TODAY, Filipino boxing icon Manny “PacMan” Pacquiao will carry on his shoulders the weight of the whole nation when he squares off with undefeated Floyd Mayweather Jr. in what is the biggest boxing bout so far in this century.
Whenever Pacquiao fights, the whole nation almost stands still. During the bout almost no crime is committed, if that is what zero crime reported to the police means. The streets are almost empty. Pacquiao’s accomplishments and persona as a boxer give the Filipino much respect and appreciation abroad.
Pacquiao has always exhibited the best in the Filipino character whenever he fights at the elite level: he works hard during training; he seeks the help of God; he draws inspiration from his family and his countrymen; and he is proud to carry the Filipino flag.
He is also very kind, an offshoot of the Filipino trait of “pakikisama.” He takes with him a large entourage of his bosom friends and relatives at his own expense whenever he fights.
When he enters the ring, Pacquiao exemplifies Filipino courage and at many times the “bahala na” (Leave it to God) attitude that has actually served him well in many of his fights.
Pacquiao’s rag-to-riches story and his determination to climb to the top has also inspired a people that has grappled with poverty for decades, but are in a worse state now mainly because of an ineffective and insensitive administration.
Pacquiao represents many of the Filipino’s good and positive traits. This is why, by and large, the Filipinos become a united people, a race in solidarity, every time he fights.
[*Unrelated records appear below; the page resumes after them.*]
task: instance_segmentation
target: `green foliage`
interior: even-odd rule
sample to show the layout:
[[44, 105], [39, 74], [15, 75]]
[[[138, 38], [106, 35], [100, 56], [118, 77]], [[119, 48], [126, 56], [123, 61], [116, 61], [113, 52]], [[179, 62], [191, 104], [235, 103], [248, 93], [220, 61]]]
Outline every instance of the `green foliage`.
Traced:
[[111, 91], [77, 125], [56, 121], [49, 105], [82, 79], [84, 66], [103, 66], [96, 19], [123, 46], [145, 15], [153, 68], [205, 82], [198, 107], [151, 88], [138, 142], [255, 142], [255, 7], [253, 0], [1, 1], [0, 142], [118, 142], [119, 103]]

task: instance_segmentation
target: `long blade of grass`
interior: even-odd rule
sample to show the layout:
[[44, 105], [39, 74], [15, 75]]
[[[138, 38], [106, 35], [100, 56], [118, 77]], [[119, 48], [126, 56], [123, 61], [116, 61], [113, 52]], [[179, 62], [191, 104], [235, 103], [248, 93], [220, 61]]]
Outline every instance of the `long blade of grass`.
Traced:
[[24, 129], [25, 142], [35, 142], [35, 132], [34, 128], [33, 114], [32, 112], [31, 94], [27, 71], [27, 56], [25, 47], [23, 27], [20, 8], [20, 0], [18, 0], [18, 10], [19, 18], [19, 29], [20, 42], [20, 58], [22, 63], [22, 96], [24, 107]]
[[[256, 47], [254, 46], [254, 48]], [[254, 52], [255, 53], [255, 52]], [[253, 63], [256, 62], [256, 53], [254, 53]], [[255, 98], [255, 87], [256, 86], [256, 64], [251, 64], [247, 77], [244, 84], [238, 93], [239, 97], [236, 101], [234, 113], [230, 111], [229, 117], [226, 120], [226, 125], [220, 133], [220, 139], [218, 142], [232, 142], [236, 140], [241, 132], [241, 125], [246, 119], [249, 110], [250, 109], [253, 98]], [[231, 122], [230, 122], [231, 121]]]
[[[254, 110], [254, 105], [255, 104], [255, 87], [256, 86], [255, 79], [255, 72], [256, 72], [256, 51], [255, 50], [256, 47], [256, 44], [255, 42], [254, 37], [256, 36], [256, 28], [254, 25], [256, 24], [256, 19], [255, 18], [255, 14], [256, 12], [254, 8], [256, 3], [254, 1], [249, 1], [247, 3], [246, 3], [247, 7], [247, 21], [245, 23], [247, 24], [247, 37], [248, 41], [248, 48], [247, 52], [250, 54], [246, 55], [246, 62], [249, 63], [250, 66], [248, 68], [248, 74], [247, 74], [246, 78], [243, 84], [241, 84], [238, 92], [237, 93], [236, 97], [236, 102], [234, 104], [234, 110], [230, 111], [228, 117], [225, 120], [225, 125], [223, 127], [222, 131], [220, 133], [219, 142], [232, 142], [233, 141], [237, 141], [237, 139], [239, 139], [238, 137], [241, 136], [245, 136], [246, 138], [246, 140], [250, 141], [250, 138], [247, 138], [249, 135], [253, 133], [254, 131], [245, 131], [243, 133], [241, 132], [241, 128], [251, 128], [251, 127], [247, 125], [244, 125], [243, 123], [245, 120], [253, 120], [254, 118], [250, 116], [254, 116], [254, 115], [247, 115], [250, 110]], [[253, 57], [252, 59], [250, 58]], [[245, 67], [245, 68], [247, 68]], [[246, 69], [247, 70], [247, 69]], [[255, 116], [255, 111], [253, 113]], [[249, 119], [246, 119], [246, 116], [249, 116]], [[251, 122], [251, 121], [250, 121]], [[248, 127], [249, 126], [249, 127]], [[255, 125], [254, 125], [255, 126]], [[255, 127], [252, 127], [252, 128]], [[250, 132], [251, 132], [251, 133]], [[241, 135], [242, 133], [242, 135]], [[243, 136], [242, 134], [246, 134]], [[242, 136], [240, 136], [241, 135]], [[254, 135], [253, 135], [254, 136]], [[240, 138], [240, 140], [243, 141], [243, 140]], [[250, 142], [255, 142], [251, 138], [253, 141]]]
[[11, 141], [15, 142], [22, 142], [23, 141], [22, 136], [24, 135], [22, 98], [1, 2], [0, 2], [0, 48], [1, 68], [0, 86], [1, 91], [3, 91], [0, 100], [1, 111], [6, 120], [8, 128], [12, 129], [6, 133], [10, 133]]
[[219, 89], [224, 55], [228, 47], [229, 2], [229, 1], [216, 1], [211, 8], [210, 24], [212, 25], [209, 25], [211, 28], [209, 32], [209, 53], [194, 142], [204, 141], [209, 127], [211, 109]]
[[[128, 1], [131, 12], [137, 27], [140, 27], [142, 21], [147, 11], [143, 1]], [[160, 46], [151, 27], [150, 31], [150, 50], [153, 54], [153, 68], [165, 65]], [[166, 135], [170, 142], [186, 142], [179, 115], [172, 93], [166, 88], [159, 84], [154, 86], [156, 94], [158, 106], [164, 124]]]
Some quarters can fault Pacquiao for not attending to his duties as an elected congressman. He has to answer to his own conscience and the God of good governance for that fault. But the fact is he spends all his salary and his pork barrel funds and adds his own million for the poor–specially his constituents. He surely must be lauded for being there to serve his constituents’ material needs.
We pray with all the Filipinos who still do pray that our Manny the PacMan beats Floyd Mayweather today.
But even if Pacquiao, God forbid, loses, his place in world boxing history will remain largely untarnished, because he has played a huge role in creating an era where boxing’s “small men” literally stole the limelight from the heavyweight division, long regarded as the sport’s glamour sector.
Pacquiao’s popularity also introduced boxing to more people, perhaps even more than Muhammad Ali did at the height of his career. The fact that today’s fight will generate at least $300 million in revenues is in itself a great thing, and the projected $3 million in pay-per-view subscription will be a record hard to beat in the future.
Boxing fans will thus be forever grateful to Pacquiao.
The Filipino boxing icon’s winning world titles in eight world divisions is an unparalleled accomplishment of Manny Pacquiao. His overall influence on boxing stands out.
Once Pacquiao retires from this sport (which is expected within this year or next year), the Filipino nation, especially its leaders, should continue to emulate the qualities that made him one of the greatest boxers in this era, especially his being hardworking, having a heart for the poor, being God fearing, and very proud to be a Filipino.
More importantly, Pacquiao’s being our world champion unites us all–this is something our present president should learn from.